I don't have my birthday on Facebook so I don't expect people to remember. I said the wrong birthday for my daughter yesterday at the doctor, though, so I may not be the best person to ask.
grapefruit / 4321 posts
Not even a little bit. The only people I expect to remember my birthday are my husband, parents and brother. A happy birthday from anyone else is a bonus! We are all so busy these days, and adult birthdays just aren’t a big deal. Heck, all I did was be born, I didn’t accomplish anything . If anyone should get acknowledged on my birthday it’s my mom!
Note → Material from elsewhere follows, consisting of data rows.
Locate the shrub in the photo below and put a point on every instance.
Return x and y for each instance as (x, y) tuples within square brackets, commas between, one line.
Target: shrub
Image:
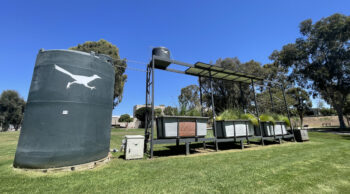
[(267, 118), (125, 118), (250, 117), (229, 114)]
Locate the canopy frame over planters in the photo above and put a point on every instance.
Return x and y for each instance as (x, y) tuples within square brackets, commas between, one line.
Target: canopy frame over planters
[(200, 70)]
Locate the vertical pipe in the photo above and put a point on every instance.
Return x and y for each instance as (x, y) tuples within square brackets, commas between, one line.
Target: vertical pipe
[(213, 107), (286, 105), (257, 112), (242, 96), (200, 94), (272, 106), (146, 115), (152, 122)]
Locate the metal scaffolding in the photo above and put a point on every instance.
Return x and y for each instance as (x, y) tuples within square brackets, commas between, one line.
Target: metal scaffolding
[(201, 70)]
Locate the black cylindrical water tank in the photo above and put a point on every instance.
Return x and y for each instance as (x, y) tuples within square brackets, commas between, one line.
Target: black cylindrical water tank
[(163, 53), (68, 113)]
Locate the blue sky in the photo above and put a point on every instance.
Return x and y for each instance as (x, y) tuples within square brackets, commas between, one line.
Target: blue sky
[(192, 30)]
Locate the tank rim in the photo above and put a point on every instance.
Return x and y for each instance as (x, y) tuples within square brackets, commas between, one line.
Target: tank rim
[(67, 50)]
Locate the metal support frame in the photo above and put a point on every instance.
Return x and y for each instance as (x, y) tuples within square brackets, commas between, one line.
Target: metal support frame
[(257, 113), (213, 110), (272, 105), (286, 106), (200, 94), (150, 117)]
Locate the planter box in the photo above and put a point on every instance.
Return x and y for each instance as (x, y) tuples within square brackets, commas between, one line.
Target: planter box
[(301, 135), (234, 128), (269, 129), (181, 126)]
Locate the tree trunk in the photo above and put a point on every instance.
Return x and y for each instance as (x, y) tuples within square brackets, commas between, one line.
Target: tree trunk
[(340, 116)]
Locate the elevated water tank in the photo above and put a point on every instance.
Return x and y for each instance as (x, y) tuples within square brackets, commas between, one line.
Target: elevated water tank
[(69, 109), (162, 53)]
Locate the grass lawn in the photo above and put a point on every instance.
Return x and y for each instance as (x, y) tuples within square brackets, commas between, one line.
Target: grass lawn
[(319, 166)]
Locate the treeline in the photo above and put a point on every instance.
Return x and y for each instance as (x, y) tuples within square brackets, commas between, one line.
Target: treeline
[(317, 64), (11, 110)]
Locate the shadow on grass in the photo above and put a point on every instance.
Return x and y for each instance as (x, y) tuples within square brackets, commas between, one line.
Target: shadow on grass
[(347, 137)]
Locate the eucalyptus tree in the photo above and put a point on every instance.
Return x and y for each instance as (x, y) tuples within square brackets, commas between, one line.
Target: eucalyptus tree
[(105, 47), (320, 59)]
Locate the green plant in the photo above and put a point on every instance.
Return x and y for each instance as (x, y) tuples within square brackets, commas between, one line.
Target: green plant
[(125, 118), (267, 118), (229, 114), (193, 112), (250, 117), (282, 118)]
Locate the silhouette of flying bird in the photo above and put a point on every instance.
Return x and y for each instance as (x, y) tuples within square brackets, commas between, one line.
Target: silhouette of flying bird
[(79, 79)]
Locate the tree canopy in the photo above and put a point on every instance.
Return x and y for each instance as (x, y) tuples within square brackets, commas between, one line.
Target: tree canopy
[(320, 59), (302, 102), (105, 47), (11, 109)]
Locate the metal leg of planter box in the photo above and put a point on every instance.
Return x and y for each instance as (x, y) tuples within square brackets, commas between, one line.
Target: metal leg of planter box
[(262, 141), (151, 151), (187, 148)]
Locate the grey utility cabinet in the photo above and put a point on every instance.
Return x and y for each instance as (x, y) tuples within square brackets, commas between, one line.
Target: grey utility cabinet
[(134, 145)]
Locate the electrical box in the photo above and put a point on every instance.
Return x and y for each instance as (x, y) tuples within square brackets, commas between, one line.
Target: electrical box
[(301, 135), (134, 145)]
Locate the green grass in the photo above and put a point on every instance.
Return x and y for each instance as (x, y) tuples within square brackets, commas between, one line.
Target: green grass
[(319, 166)]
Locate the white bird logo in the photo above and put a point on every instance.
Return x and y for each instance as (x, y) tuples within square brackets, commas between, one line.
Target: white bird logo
[(79, 79)]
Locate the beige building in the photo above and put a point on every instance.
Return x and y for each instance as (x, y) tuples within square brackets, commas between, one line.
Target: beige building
[(136, 123)]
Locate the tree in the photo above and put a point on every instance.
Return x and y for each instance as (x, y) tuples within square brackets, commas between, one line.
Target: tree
[(125, 118), (320, 59), (105, 47), (302, 102), (11, 109), (278, 106)]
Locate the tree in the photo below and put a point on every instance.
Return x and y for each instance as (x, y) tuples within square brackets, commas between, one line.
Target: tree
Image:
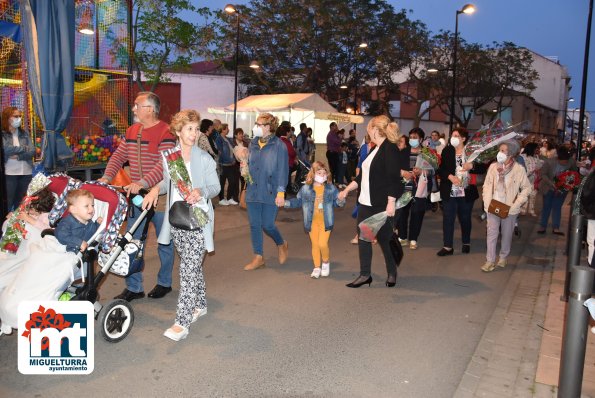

wonderful kiwi / 23653 posts
I mean, I only remember because I put it on the calendar. If Google Calendar disappeared, I can't remember anyone's birthdays outside of my family!
But either way, thinking of my current bff, even though she doesn't have kids, I wouldn't really care.
grapefruit / 4584 posts
Only if you mean “forgot “in the sense that we had something planned to celebrate and they didn’t show. That would hurt my feelings a little bit. But forgetting to wish me through text or phone call come over even if they saw me in person that day? No, not really. I’ve never been a person who cares a whole lot about my birthday, and know that I share it with my oldest daughter I’m OK with the day being more about her than about me. My husband on the other hand, is somebody who I can see you being hurt… He’s really into his birthday. But in general I feel that Since most of my friends and I have kids now, our focus tends to be on the kids birthdays and remembering my friends kids birthdays more so than remembering the adult birthdays.
persimmon / 1071 posts
@crazydoglady: If it was my best friend that I’m married to AKA my husband, then yes. Anyone else then no... unless I was in my teens/early 20’s.
As an adult in my 30’s, absolutely not.
apple seed / 1 posts
Not at all! My friends and extended family forget my birthday from year to year. I forget theirs sometimes, too! The way I see it: better late than never
cantaloupe / 6171 posts
My bff forgot my birthday this year. I was a little hurt, not going to lie, but it turned out she had just gotten hit with a ton of bad luck/way more serious issues--not only was she having problems at work in which HR had to get involved, but her bil had just had surgery and she just had found out her mother needed surgery. Oh, plus the guy she'd been dating turned out to be a tool. As soon as I learned about all that, I didn't care about my bday at all and really stepped up my trying to be there for her! (We don't live in the same state which is why I didn't know about all that stuff in real time.) Life is busy, birthdays are not the biggest thing, and friends can give each other the benefit of doubt about these things.
clementine / 874 posts
Just had my birthday, almost no one remembered. No one at work even knew it was my birthday. The only reason in my opinion to have a birthday as an adult is to get some slack from close family to do what you want for a day. I chose to have dessert for dinner
But DH's family is really into birthdays. Like absurd week-long celebrations with full expectations of gifts from everyone. And obviously if you forget you must not like them. So I'm grateful that my family is far less needy and I'll be training my kids that way too.